Of all the reasons for wanting to time-travel—saving someone from a fatal mistake, exploring ancient civilizations, gathering evidence about unsolved crimes—recovering lost information isn’t the most exciting. But even if a quest to recover the file that didn’t auto-save doesn't sound like a Hollywood movie plot, we’ve all had moments when we’ve longed to go back in time for exactly that reason.
Theories of time and time-travel have highlighted an apparent stumbling block: time travel requires changing the past, even simply by adding in the time traveller. The problem, according to chaos theory, is that the smallest of changes can cause radical consequences in the future. In this conception of time travel, it wouldn’t be advisable to recover your unsaved document since this act would have huge knock-on effects on everything else.

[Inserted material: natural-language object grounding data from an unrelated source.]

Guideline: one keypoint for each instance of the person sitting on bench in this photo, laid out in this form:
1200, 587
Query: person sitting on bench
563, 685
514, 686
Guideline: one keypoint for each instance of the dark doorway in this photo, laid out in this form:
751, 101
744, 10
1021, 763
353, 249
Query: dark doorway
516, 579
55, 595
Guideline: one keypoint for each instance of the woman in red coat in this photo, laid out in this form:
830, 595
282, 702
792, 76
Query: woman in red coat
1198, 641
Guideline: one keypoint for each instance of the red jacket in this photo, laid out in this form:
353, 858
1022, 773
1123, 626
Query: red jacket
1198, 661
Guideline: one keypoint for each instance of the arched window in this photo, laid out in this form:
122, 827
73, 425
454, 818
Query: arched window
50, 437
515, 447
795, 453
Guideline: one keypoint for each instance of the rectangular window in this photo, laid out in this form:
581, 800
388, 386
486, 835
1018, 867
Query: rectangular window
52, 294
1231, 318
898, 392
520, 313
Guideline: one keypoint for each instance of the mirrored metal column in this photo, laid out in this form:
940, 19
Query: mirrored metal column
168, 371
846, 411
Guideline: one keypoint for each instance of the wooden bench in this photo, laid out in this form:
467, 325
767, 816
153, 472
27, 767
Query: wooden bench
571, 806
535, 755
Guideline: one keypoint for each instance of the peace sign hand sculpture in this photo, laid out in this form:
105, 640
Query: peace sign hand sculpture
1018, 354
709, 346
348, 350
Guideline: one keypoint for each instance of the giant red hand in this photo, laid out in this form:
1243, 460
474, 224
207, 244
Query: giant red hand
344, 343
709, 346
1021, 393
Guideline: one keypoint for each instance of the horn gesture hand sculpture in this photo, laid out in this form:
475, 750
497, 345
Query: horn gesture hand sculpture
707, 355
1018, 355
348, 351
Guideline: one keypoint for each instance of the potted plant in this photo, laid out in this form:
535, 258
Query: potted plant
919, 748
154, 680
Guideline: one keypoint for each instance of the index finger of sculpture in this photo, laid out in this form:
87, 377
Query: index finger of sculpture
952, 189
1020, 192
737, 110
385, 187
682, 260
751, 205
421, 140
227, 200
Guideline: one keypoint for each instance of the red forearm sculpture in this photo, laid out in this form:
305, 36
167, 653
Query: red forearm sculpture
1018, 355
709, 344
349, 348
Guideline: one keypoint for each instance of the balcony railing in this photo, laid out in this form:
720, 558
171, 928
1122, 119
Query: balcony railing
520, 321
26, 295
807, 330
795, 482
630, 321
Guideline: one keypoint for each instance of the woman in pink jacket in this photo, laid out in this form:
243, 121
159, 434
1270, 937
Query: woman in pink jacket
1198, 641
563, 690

New research in quantum physics from Los Alamos National Laboratory has shown that the so-called butterfly effect can be overcome in the quantum realm in order to “unscramble” lost information by essentially reversing time.

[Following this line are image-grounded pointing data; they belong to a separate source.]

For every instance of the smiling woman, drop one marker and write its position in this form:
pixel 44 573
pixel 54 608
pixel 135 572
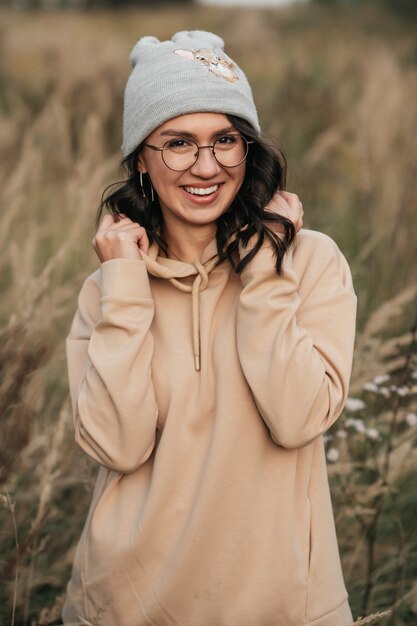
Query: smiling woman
pixel 209 353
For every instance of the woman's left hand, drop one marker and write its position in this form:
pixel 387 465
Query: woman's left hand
pixel 288 205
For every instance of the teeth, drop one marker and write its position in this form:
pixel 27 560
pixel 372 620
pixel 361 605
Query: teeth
pixel 198 191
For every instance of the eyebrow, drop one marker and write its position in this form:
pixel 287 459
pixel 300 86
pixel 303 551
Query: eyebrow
pixel 183 133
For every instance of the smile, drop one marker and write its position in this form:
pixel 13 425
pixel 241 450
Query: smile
pixel 200 191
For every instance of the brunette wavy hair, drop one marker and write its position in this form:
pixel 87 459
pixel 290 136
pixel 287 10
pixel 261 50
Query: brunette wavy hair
pixel 266 169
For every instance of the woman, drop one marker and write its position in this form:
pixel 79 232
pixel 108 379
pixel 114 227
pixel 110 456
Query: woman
pixel 208 355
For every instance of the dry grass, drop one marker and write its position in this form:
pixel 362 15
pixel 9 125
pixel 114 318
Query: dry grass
pixel 338 91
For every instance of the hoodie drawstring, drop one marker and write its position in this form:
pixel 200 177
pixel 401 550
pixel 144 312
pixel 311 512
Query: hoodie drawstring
pixel 199 284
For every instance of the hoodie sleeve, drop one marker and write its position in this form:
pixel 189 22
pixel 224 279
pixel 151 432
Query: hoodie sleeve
pixel 109 351
pixel 295 337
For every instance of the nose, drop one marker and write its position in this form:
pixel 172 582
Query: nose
pixel 206 165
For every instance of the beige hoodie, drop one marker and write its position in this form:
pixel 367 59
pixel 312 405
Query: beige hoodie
pixel 212 505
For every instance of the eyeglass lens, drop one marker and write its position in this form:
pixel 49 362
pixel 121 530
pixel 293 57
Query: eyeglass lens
pixel 180 154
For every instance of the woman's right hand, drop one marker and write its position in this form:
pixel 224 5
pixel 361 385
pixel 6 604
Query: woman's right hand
pixel 122 239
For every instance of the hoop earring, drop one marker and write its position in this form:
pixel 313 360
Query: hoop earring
pixel 143 189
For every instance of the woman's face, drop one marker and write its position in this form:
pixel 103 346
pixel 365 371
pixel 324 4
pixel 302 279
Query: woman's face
pixel 203 192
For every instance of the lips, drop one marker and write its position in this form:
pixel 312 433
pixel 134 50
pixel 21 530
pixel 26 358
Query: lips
pixel 201 191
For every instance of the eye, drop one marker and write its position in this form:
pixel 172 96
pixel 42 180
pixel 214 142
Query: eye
pixel 178 144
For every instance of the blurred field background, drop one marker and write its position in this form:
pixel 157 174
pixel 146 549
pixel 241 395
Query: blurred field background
pixel 337 87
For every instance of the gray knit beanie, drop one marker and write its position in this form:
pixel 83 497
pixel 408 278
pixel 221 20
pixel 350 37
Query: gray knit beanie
pixel 188 74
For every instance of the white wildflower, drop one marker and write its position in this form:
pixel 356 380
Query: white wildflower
pixel 370 387
pixel 384 391
pixel 333 455
pixel 354 404
pixel 342 434
pixel 372 433
pixel 411 419
pixel 382 378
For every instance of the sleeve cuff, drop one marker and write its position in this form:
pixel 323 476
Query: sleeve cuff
pixel 125 278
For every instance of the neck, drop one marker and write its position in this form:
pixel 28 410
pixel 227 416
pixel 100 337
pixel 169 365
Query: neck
pixel 188 244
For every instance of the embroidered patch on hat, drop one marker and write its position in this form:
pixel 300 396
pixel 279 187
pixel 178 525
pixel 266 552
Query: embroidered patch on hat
pixel 215 61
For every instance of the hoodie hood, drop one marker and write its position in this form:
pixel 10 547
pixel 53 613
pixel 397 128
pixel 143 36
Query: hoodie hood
pixel 175 270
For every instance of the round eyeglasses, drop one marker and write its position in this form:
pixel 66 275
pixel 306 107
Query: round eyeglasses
pixel 181 154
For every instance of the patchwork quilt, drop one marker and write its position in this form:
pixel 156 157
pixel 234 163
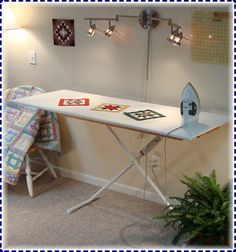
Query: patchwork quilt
pixel 25 126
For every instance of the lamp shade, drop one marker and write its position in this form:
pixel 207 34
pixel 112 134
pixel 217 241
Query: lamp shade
pixel 9 19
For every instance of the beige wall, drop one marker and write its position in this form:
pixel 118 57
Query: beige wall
pixel 115 66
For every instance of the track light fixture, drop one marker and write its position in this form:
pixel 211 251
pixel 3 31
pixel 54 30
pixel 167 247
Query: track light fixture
pixel 176 36
pixel 92 29
pixel 110 29
pixel 148 19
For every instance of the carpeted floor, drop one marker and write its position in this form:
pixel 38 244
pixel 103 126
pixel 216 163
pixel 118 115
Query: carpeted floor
pixel 114 221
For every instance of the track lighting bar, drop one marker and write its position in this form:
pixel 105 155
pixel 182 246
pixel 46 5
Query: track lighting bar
pixel 148 19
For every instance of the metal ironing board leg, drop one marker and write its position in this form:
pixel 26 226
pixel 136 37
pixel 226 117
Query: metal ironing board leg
pixel 134 161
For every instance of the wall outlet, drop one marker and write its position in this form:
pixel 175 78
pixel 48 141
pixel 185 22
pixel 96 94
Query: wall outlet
pixel 32 58
pixel 155 161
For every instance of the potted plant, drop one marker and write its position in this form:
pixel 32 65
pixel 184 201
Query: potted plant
pixel 202 215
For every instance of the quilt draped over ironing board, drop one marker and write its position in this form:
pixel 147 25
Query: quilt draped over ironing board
pixel 24 126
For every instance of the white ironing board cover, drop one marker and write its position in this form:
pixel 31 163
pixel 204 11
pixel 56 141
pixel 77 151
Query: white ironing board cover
pixel 160 126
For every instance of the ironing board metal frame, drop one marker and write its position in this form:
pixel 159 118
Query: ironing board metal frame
pixel 160 128
pixel 134 162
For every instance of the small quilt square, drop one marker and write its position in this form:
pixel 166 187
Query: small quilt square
pixel 110 107
pixel 141 115
pixel 63 32
pixel 24 119
pixel 74 102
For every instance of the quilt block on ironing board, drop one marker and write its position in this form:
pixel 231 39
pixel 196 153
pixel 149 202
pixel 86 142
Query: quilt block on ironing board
pixel 110 107
pixel 141 115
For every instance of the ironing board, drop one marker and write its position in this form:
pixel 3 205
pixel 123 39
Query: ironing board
pixel 168 126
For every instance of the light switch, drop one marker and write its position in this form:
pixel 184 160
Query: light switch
pixel 32 58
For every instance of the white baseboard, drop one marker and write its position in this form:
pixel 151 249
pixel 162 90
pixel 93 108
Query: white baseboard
pixel 116 186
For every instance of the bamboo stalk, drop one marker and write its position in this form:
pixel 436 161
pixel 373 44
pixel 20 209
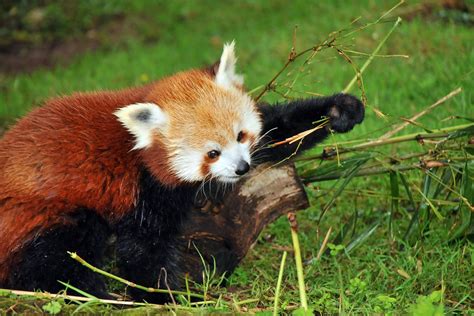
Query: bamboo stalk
pixel 45 295
pixel 298 260
pixel 280 278
pixel 76 257
pixel 440 133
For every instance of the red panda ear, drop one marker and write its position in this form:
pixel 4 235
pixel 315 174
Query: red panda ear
pixel 225 75
pixel 142 120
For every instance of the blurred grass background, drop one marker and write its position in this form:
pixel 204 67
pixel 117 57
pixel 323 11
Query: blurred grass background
pixel 107 45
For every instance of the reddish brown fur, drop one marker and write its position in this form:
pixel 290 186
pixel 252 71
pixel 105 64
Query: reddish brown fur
pixel 73 152
pixel 58 158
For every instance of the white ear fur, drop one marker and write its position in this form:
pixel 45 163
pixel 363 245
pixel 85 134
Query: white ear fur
pixel 225 75
pixel 141 119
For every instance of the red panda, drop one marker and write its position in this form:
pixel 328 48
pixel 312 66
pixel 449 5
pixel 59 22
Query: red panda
pixel 130 162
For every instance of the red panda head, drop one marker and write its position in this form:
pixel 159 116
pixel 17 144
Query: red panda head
pixel 196 125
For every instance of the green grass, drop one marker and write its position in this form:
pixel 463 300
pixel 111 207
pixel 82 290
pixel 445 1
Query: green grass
pixel 376 276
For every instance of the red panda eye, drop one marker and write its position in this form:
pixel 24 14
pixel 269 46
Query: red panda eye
pixel 213 154
pixel 240 136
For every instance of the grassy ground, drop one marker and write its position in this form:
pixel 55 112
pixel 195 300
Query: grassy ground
pixel 376 276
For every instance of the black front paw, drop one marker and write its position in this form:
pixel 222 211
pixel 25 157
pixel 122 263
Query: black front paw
pixel 345 112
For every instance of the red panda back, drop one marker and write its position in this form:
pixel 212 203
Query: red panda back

In a paper published in July, researchers Bin Yan and Nikolai Sinitsyn write that a thought experiment in “unscrambling” information with time-reversing operations would be “expected to lead to the same butterfly effect as the one in the famous Ray Bradbury’s story ‘A Sound of Thunder’” In that short story, a time traveler steps on an insect in the deep past and returns to find the modern world completely altered, giving rise to the idea we refer to as the butterfly effect.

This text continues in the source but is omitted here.